14 GIU
bandiera M5S

Nel clima di feroce opposizione che si era creato intorno a loro, e in seguito ai primi arresti e alle defezioni dei fedeli che seguirono, Cristo si rivolse compassionevole ai suoi dodici, e disse “se volete, anche voi potete andare”. Simon Pietro rispose per tutti: “andare, Signore? e per tornare a che cosa?”

 

Sono brutti giorni per il M5S, inutile negarlo. La nostra acerbità (cosa, si badi bene, ben diversa dall’incompetenza) a stare nell’agone pubblico, l’innocenza ancora spoglia della giusta attenzione (ancora troppo colombe e troppo poco serpenti, per intenderci e restare in tema), e l’indubitabile attacco mediatico, senza precedenti, scatenato dai media contro il Movimento, stanno innegabilmente dando i loro risultati.

 

Generando da una parte, come sappiamo, dolorose defezioni nell’area parlamentare e, dall’altra, un generale smarrimento nella base -soprattutto laddove si è reduci da non brillanti risultati elettorali- che si sta per lo più traducendo in conflittualità interna.
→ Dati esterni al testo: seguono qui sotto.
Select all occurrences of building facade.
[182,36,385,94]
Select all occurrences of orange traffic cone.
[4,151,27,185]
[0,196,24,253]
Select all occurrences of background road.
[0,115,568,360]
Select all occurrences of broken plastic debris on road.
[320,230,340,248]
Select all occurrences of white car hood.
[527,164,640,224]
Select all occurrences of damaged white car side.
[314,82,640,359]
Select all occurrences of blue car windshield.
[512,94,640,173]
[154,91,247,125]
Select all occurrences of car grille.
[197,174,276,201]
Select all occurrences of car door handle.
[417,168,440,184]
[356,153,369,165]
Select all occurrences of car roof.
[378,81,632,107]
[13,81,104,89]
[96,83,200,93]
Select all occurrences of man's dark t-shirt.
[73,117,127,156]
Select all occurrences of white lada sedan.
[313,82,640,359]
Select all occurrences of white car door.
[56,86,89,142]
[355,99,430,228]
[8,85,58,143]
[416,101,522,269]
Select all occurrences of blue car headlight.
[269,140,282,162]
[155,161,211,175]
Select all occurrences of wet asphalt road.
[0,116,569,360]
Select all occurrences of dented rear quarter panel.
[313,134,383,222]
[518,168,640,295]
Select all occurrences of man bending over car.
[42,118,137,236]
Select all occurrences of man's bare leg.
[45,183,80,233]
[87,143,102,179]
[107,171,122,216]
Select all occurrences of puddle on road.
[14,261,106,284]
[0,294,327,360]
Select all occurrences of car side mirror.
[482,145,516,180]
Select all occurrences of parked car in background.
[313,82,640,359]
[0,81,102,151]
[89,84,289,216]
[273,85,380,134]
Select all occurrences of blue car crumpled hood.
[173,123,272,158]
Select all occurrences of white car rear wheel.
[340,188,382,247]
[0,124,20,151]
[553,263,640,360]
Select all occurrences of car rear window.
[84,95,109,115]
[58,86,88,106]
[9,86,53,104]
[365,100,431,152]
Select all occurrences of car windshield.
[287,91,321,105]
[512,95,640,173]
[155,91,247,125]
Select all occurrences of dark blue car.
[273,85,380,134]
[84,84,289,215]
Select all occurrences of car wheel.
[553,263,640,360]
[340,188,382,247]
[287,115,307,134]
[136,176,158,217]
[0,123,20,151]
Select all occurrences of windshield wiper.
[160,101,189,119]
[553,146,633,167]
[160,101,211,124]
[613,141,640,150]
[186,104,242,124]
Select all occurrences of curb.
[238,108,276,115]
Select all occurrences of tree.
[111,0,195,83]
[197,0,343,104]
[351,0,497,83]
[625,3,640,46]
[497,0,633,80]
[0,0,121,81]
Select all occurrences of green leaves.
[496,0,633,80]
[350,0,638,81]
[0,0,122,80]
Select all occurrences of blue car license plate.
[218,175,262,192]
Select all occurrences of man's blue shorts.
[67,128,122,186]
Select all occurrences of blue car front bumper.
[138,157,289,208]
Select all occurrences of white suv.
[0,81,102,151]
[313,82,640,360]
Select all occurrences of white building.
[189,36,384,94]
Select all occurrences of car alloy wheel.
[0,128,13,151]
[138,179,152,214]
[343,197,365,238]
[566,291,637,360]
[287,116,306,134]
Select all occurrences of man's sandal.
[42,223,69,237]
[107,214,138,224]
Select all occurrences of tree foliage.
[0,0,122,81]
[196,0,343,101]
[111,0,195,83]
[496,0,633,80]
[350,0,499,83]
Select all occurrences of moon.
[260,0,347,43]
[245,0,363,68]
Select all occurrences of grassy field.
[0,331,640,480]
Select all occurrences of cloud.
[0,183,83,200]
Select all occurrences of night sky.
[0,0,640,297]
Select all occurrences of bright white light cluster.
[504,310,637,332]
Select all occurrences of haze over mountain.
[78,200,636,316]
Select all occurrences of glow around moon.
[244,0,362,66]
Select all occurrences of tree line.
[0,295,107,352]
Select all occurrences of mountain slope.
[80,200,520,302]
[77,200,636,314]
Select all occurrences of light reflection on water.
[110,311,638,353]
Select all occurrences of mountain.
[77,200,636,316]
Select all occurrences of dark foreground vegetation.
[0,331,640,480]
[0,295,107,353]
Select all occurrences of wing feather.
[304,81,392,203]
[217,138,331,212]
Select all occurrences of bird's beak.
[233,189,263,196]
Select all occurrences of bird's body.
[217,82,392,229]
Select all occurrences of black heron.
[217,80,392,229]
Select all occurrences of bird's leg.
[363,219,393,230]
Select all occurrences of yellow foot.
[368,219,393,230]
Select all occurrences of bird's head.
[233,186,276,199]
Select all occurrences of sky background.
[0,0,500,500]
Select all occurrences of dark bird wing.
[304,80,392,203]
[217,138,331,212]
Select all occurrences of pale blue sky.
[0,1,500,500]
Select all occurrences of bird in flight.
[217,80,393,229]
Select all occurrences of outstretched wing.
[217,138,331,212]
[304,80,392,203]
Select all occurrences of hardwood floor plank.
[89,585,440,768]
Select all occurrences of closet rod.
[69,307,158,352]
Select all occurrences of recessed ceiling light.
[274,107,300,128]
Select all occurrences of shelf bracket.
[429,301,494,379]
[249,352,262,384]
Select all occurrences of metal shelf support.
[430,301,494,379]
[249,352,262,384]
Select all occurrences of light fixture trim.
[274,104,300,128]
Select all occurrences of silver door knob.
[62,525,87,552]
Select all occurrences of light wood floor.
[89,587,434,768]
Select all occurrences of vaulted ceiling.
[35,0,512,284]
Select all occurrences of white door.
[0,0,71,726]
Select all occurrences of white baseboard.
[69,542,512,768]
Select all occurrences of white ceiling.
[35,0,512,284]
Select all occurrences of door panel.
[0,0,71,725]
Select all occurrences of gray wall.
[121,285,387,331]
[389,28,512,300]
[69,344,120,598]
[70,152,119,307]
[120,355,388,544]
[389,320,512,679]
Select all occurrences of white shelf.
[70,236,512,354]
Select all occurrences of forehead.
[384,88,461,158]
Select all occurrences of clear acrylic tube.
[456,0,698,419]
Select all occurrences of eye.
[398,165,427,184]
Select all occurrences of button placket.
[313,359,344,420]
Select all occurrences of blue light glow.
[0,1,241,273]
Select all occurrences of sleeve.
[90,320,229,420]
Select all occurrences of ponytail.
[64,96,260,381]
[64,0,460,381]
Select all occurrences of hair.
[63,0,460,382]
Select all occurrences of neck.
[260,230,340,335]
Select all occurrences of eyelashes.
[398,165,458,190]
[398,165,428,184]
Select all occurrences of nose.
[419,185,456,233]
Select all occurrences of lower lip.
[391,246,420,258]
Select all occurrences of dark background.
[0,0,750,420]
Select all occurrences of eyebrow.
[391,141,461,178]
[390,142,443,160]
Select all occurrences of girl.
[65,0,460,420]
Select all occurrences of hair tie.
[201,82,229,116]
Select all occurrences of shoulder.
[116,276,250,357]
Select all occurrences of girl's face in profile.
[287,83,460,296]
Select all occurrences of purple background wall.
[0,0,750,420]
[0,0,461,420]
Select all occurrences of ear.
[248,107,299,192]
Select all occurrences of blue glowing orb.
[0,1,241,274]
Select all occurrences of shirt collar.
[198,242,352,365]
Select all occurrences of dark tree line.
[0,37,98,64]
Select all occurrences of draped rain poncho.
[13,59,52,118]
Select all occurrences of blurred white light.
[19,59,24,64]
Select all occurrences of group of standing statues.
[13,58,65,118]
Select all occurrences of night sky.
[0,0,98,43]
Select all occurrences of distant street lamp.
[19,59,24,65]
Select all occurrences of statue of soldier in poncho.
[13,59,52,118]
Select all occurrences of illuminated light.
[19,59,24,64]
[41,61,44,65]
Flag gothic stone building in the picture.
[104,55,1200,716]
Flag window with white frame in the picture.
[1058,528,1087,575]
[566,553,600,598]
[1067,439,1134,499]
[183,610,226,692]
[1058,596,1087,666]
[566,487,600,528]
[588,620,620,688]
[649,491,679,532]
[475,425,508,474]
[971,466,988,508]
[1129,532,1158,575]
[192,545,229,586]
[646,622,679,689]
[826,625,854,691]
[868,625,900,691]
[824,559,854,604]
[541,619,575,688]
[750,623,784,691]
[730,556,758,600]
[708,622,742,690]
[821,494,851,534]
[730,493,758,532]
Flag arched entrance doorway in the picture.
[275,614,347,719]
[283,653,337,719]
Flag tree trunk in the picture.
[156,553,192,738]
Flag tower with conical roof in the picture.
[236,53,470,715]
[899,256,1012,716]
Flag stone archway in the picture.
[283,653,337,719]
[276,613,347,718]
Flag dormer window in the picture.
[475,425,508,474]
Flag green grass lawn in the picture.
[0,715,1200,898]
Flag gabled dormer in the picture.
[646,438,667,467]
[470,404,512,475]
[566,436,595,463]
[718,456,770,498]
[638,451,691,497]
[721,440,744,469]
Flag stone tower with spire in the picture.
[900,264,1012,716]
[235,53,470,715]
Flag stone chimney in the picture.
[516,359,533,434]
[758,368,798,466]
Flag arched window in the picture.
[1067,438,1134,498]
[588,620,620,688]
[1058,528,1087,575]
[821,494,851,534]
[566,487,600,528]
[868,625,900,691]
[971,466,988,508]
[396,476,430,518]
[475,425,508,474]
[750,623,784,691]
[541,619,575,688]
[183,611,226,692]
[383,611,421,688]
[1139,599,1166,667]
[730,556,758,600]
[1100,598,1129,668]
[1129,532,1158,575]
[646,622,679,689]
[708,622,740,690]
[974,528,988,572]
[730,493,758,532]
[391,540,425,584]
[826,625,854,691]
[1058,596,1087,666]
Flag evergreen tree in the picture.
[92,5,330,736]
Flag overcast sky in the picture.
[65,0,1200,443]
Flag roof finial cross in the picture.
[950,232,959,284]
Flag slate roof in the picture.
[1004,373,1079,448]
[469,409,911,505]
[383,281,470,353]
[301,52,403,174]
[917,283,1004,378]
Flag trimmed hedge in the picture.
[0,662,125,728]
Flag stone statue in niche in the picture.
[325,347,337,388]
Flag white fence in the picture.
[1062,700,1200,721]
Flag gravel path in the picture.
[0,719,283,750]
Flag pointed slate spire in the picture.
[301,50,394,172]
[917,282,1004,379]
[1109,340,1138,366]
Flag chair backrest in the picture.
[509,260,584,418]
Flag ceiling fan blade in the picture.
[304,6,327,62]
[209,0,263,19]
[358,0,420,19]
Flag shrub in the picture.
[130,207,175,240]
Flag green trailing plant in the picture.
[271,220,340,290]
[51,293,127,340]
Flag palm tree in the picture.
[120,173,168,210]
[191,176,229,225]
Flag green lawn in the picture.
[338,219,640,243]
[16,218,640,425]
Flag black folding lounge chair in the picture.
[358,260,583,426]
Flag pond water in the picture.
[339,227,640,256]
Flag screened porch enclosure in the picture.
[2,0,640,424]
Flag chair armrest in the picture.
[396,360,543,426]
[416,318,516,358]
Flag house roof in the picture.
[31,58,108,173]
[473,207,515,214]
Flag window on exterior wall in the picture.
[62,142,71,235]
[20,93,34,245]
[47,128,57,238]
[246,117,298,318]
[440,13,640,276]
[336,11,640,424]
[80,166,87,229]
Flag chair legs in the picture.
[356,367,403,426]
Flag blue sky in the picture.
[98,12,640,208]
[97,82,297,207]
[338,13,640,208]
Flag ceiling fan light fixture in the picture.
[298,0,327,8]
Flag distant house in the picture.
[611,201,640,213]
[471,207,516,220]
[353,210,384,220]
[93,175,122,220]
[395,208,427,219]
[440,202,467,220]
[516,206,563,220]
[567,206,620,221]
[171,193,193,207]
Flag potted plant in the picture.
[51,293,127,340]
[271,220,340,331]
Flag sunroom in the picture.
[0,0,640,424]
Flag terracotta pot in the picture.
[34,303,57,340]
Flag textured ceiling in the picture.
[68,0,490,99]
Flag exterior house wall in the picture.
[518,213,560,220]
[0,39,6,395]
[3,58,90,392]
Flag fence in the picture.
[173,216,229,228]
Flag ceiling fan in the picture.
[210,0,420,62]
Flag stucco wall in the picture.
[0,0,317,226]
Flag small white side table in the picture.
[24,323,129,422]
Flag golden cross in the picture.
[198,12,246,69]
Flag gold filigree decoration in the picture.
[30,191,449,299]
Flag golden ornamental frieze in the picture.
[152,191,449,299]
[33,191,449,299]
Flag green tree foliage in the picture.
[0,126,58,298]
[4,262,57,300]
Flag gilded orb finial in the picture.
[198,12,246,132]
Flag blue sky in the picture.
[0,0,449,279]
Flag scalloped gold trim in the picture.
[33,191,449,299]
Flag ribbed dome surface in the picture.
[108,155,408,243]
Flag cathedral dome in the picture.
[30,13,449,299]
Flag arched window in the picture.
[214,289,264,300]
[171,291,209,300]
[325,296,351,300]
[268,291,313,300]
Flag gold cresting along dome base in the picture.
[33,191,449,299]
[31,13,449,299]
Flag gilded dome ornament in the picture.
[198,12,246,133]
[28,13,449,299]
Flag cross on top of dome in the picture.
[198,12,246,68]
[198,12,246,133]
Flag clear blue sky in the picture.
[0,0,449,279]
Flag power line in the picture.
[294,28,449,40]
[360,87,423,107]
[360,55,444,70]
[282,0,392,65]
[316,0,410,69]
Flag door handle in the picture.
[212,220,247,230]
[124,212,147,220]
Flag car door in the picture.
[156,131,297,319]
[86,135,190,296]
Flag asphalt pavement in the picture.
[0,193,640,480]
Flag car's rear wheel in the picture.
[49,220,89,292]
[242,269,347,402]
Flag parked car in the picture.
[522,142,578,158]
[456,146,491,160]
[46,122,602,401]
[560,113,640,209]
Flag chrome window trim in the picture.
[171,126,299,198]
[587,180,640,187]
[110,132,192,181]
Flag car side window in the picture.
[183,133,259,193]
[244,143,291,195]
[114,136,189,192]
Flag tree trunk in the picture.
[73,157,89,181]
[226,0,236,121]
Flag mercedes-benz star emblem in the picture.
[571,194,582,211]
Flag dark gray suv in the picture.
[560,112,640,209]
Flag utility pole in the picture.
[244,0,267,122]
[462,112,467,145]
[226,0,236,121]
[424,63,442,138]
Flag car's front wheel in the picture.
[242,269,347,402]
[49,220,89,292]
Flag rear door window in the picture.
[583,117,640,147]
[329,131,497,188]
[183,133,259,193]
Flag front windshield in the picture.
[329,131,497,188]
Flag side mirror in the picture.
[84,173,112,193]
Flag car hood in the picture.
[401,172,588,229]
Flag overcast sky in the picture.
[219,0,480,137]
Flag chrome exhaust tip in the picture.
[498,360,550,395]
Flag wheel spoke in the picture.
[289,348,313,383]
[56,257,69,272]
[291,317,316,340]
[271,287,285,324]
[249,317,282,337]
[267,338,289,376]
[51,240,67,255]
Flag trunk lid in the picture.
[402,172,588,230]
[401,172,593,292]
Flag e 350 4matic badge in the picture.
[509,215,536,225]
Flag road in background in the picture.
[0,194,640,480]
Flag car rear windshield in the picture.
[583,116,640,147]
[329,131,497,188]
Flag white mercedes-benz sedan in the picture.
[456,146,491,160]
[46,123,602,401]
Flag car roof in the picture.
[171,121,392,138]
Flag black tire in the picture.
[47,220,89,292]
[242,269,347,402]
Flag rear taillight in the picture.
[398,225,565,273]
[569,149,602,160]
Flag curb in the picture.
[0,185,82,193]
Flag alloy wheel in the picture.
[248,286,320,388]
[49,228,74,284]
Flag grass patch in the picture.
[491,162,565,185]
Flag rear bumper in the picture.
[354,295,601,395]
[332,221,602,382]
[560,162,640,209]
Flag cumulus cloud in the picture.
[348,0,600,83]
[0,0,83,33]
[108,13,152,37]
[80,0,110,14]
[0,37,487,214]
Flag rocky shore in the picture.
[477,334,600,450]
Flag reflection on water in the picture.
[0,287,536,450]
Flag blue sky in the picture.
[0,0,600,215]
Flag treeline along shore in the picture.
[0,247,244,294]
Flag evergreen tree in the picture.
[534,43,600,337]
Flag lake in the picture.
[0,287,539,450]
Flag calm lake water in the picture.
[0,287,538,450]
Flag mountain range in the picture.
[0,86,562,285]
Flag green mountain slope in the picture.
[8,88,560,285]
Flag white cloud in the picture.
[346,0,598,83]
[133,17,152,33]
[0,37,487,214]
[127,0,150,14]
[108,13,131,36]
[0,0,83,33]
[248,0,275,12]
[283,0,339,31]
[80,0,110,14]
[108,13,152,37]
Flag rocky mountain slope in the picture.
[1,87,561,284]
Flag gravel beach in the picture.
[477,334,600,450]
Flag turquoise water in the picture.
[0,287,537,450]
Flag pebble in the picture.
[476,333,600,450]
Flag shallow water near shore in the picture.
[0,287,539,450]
Per chi ne dubitasse, ne sto facendo diretta esperienza in riunioni locali, che definire accese è un eufemismo, e ugualmente sperimento nei social network un’atmosfera di inusitata astiosità, un’aria da resa dei conti, contro gli attivisti del movimento e -che è peggio- tra gli attivisti del movimento.

 

Ci sarà forse utile allora, in questo frangente, ricordare che dalla notte dei tempi tutti i cambiamenti avvengono con le stesse modalità e attraversano gli stessi gorghi. E che smarrire la forza di fronte all’attacco di un sistema che ha terrore di finire e totale potenza di fuoco a sua disposizione è comprensibile, che smarrire fiducia nel cammino e nei nostri compagni di viaggio è umano, e che la nostra attuale storia è la storia eterna dell’uomo per affermare se stesso, e ha illustri precedenti.

 

Ma ancor più, forse, ci sarà utile soffermarci sulla chiusa dell’episodio narrato -le parole lievissime e perentorie di Pietro-, su quella luminosa certezza che la consapevolezza è una strada senza ritorno, che il futuro è una strada volontariamente obbligata.

 

Era il marzo 2009 quando altrove scrivevo “Qualcuno dovrebbe proprio dircelo che si può smettere di chiamarla sfortuna, caso o destino, e pronunciare parole ampie, solidali e condivise per le nostre individuali fatiche di vivere. Qualcuno dovrebbe rivelarci un’altra possibile storia collettiva”. Dopo pochi mesi il mio desiderio fu incredibilmente realizzato.

 

Eravamo un paese di individui dispersi, ignari gli uni degli altri, isolati nelle nostre individuali sofferenze, con la sola generale consapevolezza di una rappresentanza impossibile. Poi un comico parlò e noi diventammo un popolo. Perché sapemmo. Sapemmo che eravamo molti, ma soprattutto sapemmo in quanti e quali modi, non casuali, una classe dirigente colpevole ci stava rubando il presente. Ebbene, come tornare da questo? E a che cosa?

 

Ciò che è stato visto, è saputo per sempre. E la fame di giustizia può essere placata solo con la giustizia. Perciò, per noi, nessuna paura. Lo smarrimento di questi giorni è solo stanchezza. Ma la sete che ci ha fatto nascere, ci riporterà presto, con naturalezza, a sedere sereni nelle stanze del confronto e dell’impegno.

 

Per chi invece, alla finestra, sta attendendo ansiosamente e ciecamente la disfatta del nostro desiderio di futuro, per sentirsi finalmente in pace, non più interrogato dall’urgenza di cambiamento, che batte a tutte le porte indistintamente, nessuna illusione, continueremo a disturbare le vostre coscienze. Continueremo a chiamarvi. Noi siamo un invito permanente.